Context-window discipline. The --compact flag strips verbose output. Deterministic rendering (zeroed timestamps, content-hash GUIDs, sorted ZIP members) means identical inputs produce identical bytes, so the agent can diff without noise. Extraction artifacts are split across files rather than bundled into one blob.

Mechanical enforcement. Taste is encoded as data in design-profile.json (font ranges, color palettes, contrast thresholds) and enforced by lint and qa commands. The agent doesn't need to remember style rules; the quality gates catch violations and report them as structured JSON with fix suggestions.

Refinement and iteration

After the initial build, you can refine the deck in several ways:

Natural language edits. Tell the agent what to change ("move the chart to the left", "change slide 3 to a split-panel layout"). The /slides-edit skill reads the current deck, generates the right operations, and applies them.

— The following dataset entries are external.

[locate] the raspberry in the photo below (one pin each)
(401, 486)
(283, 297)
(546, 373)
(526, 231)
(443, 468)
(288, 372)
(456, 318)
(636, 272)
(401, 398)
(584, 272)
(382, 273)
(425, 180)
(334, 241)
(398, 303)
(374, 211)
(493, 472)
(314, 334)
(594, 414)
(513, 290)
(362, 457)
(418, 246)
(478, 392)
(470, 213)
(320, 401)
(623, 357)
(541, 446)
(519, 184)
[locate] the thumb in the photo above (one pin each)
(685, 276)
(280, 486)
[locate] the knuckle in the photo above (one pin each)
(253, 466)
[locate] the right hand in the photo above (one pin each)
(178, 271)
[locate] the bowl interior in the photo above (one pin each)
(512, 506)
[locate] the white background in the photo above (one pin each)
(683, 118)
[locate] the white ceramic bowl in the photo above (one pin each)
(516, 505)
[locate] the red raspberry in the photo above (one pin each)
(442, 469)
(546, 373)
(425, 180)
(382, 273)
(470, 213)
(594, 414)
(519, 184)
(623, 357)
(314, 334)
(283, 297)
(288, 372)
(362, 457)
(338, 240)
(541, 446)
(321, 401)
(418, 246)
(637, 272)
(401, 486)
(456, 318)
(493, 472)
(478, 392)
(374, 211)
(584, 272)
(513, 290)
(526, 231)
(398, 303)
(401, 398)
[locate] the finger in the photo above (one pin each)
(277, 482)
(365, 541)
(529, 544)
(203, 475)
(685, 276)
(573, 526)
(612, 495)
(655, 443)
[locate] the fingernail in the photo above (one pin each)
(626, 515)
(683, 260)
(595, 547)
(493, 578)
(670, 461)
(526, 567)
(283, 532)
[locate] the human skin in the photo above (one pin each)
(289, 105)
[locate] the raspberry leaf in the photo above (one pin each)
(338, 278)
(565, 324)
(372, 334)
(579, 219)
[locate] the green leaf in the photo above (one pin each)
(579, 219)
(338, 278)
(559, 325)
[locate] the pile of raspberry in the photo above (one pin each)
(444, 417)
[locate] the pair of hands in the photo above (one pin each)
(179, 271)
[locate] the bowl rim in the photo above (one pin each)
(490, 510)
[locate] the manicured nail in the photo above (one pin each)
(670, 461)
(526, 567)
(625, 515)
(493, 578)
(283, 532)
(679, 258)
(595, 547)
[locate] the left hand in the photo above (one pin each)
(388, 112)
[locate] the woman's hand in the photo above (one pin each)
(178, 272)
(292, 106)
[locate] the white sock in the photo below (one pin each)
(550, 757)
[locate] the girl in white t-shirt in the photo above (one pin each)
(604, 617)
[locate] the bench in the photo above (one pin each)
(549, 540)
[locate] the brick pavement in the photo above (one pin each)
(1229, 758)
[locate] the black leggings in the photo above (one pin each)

Ops patches. Write a JSON file with operations and apply it directly:

slides apply output.pptx --ops-json @fixes.json --output output.pptx

Text find-and-replace. For quick text changes:

slides edit output.pptx --query "old text" \
  --replacement "new text" --output output.pptx

Re-running quality checks. After any edit, re-run audit and critique to catch regressions:

slides qa output.pptx --profile design-profile.json \
  --out qa.json --compact

The cycle is: edit, check, fix, check again. The state machine in /slides-full automates this loop, but you can run each step manually when you want finer control.